As an example, the following code defines two dependencies:
```python
deps = [
(
['pre1.txt'], 'code1.py', ['post1.txt']
),
(
['pre21.txt', 'pre22.txt'], 'code2.py', ['post21.txt', 'post22.txt']
)
]
```
* The first one says that `code1.py` uses `pre1.txt` as input and outputs
`post1.txt`. As a result, the last modified date of the three files
should satisfy `pre1.txt<=post1.txt` and `code1.py<=post1.txt`.

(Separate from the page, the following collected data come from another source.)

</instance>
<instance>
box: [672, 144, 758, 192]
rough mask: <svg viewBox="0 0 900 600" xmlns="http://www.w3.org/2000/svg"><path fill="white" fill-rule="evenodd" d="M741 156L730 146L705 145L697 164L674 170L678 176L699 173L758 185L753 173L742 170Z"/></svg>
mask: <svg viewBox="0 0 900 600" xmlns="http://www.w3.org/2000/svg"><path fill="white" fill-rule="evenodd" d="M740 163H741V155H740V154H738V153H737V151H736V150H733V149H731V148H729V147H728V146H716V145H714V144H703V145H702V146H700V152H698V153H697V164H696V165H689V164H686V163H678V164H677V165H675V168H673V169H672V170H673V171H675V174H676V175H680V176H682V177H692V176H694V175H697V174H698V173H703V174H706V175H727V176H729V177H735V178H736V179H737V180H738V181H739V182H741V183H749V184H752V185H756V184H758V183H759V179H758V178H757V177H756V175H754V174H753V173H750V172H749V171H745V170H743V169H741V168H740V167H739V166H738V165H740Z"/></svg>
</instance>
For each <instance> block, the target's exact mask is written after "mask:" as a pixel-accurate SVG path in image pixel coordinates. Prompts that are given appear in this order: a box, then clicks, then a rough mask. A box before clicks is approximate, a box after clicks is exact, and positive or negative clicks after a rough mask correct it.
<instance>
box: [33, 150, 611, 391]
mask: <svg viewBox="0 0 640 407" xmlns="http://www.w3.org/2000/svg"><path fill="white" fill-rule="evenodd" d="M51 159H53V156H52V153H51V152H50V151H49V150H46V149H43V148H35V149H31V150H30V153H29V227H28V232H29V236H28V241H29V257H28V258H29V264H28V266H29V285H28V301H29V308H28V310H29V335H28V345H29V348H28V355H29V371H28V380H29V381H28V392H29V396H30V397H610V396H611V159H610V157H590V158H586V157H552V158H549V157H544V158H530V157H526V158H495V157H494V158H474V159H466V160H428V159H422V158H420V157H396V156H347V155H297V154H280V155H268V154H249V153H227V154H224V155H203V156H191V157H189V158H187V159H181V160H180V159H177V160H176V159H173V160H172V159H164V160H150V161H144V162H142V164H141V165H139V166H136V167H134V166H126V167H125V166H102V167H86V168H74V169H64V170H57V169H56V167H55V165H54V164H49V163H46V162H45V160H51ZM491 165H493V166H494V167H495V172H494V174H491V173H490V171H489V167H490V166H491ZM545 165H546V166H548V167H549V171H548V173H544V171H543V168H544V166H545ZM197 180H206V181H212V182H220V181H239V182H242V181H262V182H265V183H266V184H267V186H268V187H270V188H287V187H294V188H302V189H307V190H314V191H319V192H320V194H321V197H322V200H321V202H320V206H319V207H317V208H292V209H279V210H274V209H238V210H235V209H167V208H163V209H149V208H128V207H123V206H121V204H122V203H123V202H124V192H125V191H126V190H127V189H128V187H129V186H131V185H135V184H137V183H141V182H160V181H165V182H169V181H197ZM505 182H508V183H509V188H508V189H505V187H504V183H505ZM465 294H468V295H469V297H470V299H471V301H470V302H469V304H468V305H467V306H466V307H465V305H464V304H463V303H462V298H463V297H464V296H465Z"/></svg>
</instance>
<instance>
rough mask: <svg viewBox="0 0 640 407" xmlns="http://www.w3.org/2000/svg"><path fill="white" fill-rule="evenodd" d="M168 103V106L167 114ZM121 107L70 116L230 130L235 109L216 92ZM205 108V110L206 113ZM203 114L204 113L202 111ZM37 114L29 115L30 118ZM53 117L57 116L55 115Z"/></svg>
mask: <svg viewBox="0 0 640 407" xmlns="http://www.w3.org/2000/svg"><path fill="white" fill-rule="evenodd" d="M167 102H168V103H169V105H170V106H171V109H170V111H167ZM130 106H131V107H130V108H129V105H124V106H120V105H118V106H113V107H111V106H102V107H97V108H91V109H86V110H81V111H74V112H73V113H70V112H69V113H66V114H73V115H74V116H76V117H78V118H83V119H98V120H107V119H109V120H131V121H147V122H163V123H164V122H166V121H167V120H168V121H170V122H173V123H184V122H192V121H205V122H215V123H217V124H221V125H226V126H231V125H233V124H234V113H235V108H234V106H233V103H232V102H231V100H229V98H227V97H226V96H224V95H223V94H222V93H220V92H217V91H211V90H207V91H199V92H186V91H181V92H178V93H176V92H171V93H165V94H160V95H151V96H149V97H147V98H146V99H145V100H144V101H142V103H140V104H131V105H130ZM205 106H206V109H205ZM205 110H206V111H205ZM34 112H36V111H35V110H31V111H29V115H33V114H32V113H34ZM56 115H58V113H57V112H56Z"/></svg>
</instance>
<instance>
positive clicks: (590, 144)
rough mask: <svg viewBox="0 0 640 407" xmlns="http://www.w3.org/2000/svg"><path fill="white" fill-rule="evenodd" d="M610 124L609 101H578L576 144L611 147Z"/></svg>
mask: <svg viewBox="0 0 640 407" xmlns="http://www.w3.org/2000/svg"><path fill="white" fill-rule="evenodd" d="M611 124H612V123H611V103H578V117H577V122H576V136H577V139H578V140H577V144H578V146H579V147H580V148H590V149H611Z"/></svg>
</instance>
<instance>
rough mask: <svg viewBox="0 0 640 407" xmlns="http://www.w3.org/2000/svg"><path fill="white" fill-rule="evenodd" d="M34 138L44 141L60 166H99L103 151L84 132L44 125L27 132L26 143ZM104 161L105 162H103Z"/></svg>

* The second one says that `code2.py` uses `pre21.txt` and `pre22.txt` as input
and outputs `post21.txt` and `post22.txt`. As a result, the last modified date
of the three files should satisfy
`max(pre21.txt,pre22.txt,code1.py)<=min(post21.txt,post22.txt)` where `max`
(`min`) represent the maximum (minimum) date.